In Seven Days In May, John Frankenheimer is a natural for telling interesting stories—almost hilariously so when he recounts detouring a group of legitimate demonstrators headed for the White House, so he would have enough time to film his own extras rioting in front of the famous residence. Ava Gardner, he says, is sometimes a difficult actress. He points out the worst line in all his films, one he regrets never deleting, a line spoken by Ava to Kirk Douglas: “I’ll make you two promises—a very good steak medium rare and the truth, which is very rare.” Fascinating is the tale of his own favorite painting he ordered on the set to replace one he didn’t like; his ex-wife saw the movie and sued for the painting! And Frankenheimer praises the dedication and professionalism of Fredric March and Burt Lancaster who spent several weekends rehearsing their big confrontation scene.

Lancaster also ties in with Delbert Mann. Director and actor made a number of first-class films together: The Train, Birdman of Alcatraz, The Young Savages—and Separate Tables. In the last, Mann details his efforts to get the actor to suppress a typical, often-seen fist gesture which never completely disappears despite some eighteen takes. After Mann selects what he feels is the least idiosyncratic of the takes, Lancaster replaces it with the one he prefers. Seems Lancaster’s company, Hill-Hecht-Lancaster Productions, which was producing the film, took control of the final edit, and the actor made this and some critical changes in the film. Mann finds the British to be the most professional of actors, David Niven full of endless, funny stories. With admiration and sympathy, he describes Gladys Cooper’s failing memory and deformed, arthritic fingers, and how often she had to film a scene closing a series of folding, glass-paneled doors while saying her lines. “A wonderful person.”

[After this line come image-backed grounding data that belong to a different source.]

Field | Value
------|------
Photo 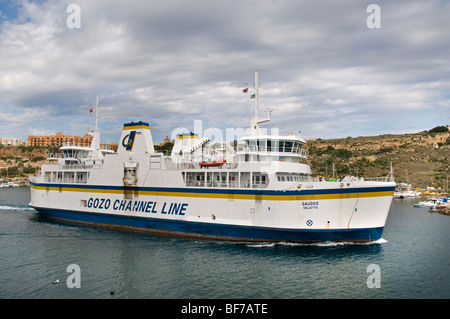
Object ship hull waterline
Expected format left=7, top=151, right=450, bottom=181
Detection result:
left=29, top=180, right=394, bottom=243
left=30, top=206, right=385, bottom=243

Both Frankenheimer and Mann give thoroughly comfortable deliveries, impressively anecdotal and spontaneous.

Among director commentaries, almost in a class by itself, is Oliver Hirschbiegel’s for his German language film Downfall (Der Untergang), the best version, so far, of Hitler’s last days in the bunker. Besides more than the expected details about the filming itself, the director shares his insights into the working of this evil man. “He didn’t care about anybody or anything, not even himself. Hitler’s whole life was about destruction.” Hirschbiegel has what most of these directors have, especially the last two I mentioned—a relaxed, unpretentious and unscripted delivery, a model among commentaries, with possibly only one or two rivals.

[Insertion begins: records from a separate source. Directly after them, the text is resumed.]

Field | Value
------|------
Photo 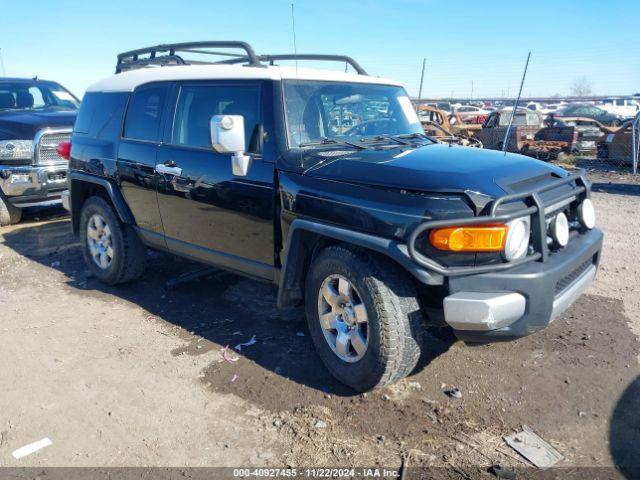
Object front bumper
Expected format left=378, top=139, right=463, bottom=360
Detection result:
left=445, top=228, right=603, bottom=342
left=0, top=164, right=67, bottom=207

When hearing these commentaries, I always wonder about those directors who passed on long before the development of the DVD. How would they have approached analyzing, dissecting, hindsighting, maybe rationalizing their films—and how well would they have done? I’m especially curious about what secrets some of my favorite directors might have revealed about themselves and their art. Would William Wyler’s taskmaster style come across? Just to hear John Huston, who was a near-genius—just that voice! And John Ford. He wouldn’t reveal much, if anything, because he never talked about the aesthetics of movie-making, nor how and why he did things.